The area is very dry and stone or earth banks are built to hold back water which allows wheat to be grown along with a few palm and olive trees. There is a traditional stone well in the village which is still used for irrigation. A series of troughs provides water for the animals and an irrigation channel takes water to the crops which are grown in tiny fields surrounded by low earth walls to retain water. Carrots, onions and garlic are grown.

Some women were drinking mint tea and talking outside one of the houses. Our arrival was the cause of considerable interest. They spoke no English or French so questions and answers were relayed by our driver. They wanted to know where we came from and what the scenery was like where we lived. Did we use donkeys.
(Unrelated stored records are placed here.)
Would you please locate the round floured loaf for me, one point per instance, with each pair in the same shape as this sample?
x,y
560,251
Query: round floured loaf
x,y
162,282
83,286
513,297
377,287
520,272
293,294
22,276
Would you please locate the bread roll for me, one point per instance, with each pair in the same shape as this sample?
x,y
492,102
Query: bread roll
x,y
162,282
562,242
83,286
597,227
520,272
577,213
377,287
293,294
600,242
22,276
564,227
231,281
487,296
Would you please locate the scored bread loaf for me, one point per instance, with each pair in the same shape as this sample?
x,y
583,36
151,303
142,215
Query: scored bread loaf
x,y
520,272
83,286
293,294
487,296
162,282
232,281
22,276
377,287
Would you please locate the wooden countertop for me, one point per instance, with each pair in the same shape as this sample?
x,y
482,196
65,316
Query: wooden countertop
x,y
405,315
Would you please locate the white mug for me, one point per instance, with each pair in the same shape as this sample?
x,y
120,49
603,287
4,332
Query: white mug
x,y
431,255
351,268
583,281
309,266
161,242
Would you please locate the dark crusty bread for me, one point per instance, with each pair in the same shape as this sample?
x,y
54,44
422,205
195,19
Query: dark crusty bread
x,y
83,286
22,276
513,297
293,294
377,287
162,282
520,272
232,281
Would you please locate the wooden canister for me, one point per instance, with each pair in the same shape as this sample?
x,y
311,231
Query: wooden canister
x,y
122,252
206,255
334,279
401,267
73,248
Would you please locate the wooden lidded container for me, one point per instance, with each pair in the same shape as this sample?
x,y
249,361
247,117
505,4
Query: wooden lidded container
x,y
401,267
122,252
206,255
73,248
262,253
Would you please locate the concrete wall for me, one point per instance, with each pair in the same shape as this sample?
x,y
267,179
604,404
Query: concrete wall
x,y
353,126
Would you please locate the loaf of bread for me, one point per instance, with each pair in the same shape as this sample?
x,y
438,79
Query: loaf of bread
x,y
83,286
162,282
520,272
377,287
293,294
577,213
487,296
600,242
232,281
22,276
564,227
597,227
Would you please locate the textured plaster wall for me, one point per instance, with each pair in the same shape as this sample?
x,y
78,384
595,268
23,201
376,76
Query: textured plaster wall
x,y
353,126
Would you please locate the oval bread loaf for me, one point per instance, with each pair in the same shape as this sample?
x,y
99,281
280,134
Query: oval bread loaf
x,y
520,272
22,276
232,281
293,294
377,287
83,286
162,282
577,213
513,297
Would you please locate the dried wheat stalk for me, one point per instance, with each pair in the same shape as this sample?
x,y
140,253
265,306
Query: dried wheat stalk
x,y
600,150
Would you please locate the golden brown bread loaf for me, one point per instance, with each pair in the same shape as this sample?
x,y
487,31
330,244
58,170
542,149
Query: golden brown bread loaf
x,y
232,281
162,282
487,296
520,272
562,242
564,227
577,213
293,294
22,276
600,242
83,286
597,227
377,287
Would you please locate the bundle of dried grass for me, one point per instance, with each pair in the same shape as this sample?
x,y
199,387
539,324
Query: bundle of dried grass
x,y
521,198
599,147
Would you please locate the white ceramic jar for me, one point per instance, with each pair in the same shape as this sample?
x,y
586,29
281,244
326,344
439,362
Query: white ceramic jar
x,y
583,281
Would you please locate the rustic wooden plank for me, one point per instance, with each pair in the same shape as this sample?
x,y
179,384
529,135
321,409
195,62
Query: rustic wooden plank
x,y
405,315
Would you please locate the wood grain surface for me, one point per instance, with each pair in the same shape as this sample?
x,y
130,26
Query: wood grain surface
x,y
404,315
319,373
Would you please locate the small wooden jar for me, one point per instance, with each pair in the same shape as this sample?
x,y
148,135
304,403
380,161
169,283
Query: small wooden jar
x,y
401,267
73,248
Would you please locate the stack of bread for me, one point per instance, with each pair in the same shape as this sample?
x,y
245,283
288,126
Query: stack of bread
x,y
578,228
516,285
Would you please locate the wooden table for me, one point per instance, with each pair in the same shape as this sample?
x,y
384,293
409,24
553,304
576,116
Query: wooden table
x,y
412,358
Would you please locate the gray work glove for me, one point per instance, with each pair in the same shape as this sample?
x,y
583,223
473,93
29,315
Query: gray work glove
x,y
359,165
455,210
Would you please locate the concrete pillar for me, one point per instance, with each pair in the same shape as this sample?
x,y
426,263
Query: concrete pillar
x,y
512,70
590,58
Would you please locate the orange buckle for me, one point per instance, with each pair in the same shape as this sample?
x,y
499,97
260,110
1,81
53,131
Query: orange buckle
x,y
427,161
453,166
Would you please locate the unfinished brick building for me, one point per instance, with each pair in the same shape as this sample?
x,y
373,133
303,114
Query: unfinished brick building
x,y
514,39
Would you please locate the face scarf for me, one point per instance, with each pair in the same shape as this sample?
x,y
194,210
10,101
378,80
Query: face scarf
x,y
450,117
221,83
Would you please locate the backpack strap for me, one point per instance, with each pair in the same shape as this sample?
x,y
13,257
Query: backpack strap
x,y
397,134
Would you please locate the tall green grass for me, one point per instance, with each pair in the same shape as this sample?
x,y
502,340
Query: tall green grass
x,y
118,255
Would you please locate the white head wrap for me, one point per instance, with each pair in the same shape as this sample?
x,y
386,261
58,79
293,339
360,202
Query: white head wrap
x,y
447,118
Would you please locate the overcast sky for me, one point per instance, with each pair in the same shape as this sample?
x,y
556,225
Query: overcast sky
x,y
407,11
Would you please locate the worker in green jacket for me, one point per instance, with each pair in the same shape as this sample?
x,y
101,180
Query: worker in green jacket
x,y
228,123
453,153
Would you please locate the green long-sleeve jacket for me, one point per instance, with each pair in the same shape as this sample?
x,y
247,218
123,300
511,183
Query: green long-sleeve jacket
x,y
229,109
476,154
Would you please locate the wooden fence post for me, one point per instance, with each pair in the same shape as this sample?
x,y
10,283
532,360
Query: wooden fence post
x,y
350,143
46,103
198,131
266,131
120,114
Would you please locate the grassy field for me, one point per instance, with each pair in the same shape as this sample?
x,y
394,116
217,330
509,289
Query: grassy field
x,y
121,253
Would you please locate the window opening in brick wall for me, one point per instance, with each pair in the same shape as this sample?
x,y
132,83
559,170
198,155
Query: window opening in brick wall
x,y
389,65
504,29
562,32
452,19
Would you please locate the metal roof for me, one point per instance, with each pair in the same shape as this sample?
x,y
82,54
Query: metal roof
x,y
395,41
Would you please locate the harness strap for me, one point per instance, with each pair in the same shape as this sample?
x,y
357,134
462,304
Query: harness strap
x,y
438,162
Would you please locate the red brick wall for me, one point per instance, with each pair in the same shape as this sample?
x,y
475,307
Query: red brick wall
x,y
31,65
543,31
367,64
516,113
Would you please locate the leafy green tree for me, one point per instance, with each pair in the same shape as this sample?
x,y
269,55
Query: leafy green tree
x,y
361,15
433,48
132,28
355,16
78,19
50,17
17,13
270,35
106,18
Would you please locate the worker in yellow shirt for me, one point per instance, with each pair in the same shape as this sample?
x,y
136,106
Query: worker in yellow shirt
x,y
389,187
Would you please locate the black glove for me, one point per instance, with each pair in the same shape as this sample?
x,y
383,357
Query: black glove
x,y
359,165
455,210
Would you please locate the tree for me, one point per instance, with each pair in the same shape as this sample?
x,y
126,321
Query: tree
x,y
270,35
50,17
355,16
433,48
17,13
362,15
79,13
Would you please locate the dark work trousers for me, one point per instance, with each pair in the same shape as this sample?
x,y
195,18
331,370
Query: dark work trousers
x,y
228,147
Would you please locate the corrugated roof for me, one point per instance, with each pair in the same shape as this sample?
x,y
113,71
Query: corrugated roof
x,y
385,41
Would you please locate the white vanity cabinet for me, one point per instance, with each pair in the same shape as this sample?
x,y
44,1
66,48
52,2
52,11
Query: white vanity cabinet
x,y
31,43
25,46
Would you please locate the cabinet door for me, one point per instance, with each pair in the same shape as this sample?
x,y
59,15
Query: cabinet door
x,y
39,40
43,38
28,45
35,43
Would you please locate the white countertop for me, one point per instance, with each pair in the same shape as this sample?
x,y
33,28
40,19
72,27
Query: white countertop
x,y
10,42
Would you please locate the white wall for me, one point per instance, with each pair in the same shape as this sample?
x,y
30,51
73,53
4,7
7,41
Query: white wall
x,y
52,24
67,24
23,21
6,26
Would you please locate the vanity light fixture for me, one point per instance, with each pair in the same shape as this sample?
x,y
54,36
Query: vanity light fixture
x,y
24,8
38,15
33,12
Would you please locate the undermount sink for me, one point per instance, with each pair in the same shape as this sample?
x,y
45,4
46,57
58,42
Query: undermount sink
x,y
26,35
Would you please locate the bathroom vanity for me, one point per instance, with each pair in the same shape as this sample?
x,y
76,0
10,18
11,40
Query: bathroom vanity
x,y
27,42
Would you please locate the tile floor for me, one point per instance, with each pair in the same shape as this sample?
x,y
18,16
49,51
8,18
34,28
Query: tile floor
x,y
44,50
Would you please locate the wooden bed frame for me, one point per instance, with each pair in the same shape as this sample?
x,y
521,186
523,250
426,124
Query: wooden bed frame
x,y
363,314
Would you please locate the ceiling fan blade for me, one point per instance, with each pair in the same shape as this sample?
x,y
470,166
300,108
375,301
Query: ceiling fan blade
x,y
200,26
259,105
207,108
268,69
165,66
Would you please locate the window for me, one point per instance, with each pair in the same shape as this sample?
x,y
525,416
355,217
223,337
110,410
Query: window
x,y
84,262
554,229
The ksar is built above the village and looks like a hilltop fortress. It has a tall outer stone wall with a massive gateway with a wooden door faced with metal. Entry is through a smaller doorway cut in one of the big doors. It leads into a porch with stone benches for sitting. The central courtyard is lined with one or two levels of ghorfas (rooms). Upper ghorfas are reached by steep stone steps and there are stones set in the wall to reach doorways with no step access. Some still have their palm wood doors. Inside the ghorfa the storage area had different bays for storing different foods. Some cells were used for living and are long and narrow with a stone slab separating the sleeping area at the far end. A small circular window cut in the outer wall of the Ksar was the only source of light.

The ksar is no longer used for storage and small stone storage buildings dotted around the countryside.

This was a very well worthwhile visit.